Structure-preserving parametric finite element methods for two-phase Stokes flow based on Lagrange multiplier approaches

TL;DR

This paper introduces a new parametric finite element approach for two-phase Stokes flow that preserves energy decay and volume at the discrete level, employing Lagrange multipliers and higher-order time discretizations.

Contribution

It proposes a novel Lagrange multiplier formulation that ensures structure preservation in finite element methods for two-phase Stokes flow, with efficient nonlinear solvers.

Findings

Methods achieve desired temporal accuracy.

Exact preservation of energy-decaying property.

Volume-preserving at the discrete level.

Abstract

We present a novel formulation for parametric finite element methods to approximate two-phase Stokes flow.
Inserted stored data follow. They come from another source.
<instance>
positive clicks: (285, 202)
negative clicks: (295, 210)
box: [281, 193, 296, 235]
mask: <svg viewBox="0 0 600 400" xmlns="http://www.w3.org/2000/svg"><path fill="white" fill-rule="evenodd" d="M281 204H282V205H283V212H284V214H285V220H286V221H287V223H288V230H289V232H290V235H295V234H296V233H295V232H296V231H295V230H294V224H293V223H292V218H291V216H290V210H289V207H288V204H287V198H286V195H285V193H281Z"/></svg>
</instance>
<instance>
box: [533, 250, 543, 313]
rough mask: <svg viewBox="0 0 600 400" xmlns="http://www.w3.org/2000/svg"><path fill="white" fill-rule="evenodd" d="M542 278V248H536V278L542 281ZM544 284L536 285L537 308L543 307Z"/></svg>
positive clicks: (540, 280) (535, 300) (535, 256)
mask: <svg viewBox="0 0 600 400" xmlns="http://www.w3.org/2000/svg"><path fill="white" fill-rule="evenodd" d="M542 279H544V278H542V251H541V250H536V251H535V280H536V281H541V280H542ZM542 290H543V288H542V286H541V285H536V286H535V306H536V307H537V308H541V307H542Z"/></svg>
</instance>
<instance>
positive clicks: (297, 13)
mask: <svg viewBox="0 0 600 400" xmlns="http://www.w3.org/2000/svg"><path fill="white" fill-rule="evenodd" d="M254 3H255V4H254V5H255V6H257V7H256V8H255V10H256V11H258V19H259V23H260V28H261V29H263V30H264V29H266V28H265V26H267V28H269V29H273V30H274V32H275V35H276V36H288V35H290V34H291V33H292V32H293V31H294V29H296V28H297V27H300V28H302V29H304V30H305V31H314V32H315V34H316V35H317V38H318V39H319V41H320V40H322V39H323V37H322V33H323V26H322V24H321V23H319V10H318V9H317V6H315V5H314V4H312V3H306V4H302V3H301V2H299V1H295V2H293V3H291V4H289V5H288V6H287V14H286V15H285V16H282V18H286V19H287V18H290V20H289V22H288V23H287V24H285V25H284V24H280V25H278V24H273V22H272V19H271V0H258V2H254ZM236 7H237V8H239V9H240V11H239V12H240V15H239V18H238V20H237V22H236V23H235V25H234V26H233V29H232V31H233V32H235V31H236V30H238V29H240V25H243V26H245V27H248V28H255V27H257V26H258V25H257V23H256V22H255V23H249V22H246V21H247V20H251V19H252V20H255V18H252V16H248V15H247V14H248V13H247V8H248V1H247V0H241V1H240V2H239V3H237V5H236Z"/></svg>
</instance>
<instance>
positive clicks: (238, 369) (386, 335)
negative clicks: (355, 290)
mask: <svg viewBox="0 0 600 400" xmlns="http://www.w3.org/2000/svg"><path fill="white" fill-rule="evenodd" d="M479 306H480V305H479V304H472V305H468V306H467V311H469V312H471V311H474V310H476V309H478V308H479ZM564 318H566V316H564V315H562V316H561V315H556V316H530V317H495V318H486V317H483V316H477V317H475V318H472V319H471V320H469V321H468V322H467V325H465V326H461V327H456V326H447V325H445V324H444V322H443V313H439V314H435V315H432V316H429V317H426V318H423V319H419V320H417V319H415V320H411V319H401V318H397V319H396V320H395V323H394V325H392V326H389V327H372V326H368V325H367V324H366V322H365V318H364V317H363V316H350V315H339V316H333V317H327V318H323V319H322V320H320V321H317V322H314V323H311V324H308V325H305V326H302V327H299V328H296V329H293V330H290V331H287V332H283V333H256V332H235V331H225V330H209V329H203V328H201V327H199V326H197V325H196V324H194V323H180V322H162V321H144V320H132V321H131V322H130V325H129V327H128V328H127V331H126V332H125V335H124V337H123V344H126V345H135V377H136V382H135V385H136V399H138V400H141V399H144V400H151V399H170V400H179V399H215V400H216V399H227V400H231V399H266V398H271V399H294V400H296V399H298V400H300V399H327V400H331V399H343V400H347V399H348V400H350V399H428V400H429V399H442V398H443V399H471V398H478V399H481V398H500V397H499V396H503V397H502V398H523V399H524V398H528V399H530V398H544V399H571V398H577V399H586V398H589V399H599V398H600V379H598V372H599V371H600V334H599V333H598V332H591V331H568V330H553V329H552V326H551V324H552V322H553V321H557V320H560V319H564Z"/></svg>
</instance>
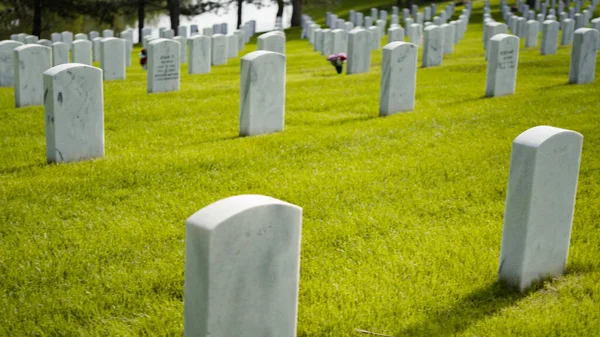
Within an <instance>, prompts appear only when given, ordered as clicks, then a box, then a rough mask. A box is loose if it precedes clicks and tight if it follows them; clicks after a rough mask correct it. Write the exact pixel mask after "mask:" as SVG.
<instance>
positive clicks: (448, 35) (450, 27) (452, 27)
mask: <svg viewBox="0 0 600 337" xmlns="http://www.w3.org/2000/svg"><path fill="white" fill-rule="evenodd" d="M440 27H441V28H442V29H443V31H444V43H443V47H444V55H449V54H452V53H453V52H454V27H453V26H452V25H449V24H447V23H444V24H443V25H441V26H440Z"/></svg>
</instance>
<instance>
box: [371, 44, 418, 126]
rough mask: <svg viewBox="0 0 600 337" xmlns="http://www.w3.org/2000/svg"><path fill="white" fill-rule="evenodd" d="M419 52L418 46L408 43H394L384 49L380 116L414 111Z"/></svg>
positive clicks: (382, 66) (380, 97)
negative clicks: (417, 61) (417, 51)
mask: <svg viewBox="0 0 600 337" xmlns="http://www.w3.org/2000/svg"><path fill="white" fill-rule="evenodd" d="M417 50H418V47H417V45H415V44H412V43H406V42H392V43H390V44H388V45H386V46H385V47H383V59H382V62H381V92H380V98H379V115H380V116H389V115H392V114H395V113H397V112H402V111H412V110H414V108H415V93H416V84H417V83H416V82H417Z"/></svg>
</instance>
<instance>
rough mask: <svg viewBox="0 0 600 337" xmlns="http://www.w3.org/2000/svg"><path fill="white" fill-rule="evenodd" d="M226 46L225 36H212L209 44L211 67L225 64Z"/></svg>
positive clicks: (219, 34) (226, 40)
mask: <svg viewBox="0 0 600 337" xmlns="http://www.w3.org/2000/svg"><path fill="white" fill-rule="evenodd" d="M227 45H228V44H227V37H226V36H225V35H223V34H213V36H212V44H211V52H212V64H213V65H222V64H227V55H228V52H227Z"/></svg>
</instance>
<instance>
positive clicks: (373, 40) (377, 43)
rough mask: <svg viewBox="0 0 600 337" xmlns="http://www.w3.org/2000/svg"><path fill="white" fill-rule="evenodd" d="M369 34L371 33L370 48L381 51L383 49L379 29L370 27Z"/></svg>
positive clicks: (375, 26)
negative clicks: (382, 47)
mask: <svg viewBox="0 0 600 337" xmlns="http://www.w3.org/2000/svg"><path fill="white" fill-rule="evenodd" d="M369 32H370V33H371V35H370V38H371V41H370V43H369V48H370V49H371V50H379V49H380V48H381V37H380V36H379V35H380V34H379V27H376V26H371V27H369Z"/></svg>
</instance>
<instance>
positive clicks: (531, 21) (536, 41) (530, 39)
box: [525, 20, 540, 48]
mask: <svg viewBox="0 0 600 337" xmlns="http://www.w3.org/2000/svg"><path fill="white" fill-rule="evenodd" d="M539 32H540V23H539V22H537V21H536V20H529V21H527V26H526V32H525V48H529V47H537V41H538V35H539Z"/></svg>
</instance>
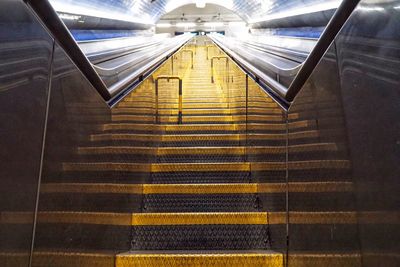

The new formulation is based on the classical Stokes equation in the bulk and a novel choice of interface conditions with additional Lagrange multipliers. This new Lagrange multiplier approach ensures that the numerical methods exactly preserve two physical structures of two-phase Stokes flow at the fully discrete level: (i) the energy-decaying and (ii) the volume-preserving properties. Moreover, different types of higher-order time discretization methods are employed, including the Crank--Nicolson method and the second-order backward differentiation formula approach. The resulting schemes are nonlinear and can be efficiently solved by using the Newton method with a decoupling technique. Extensive numerical experiments demonstrate that our methods achieve the desired temporal accuracy while preserving the two physical structures of the two-phase Stokes system.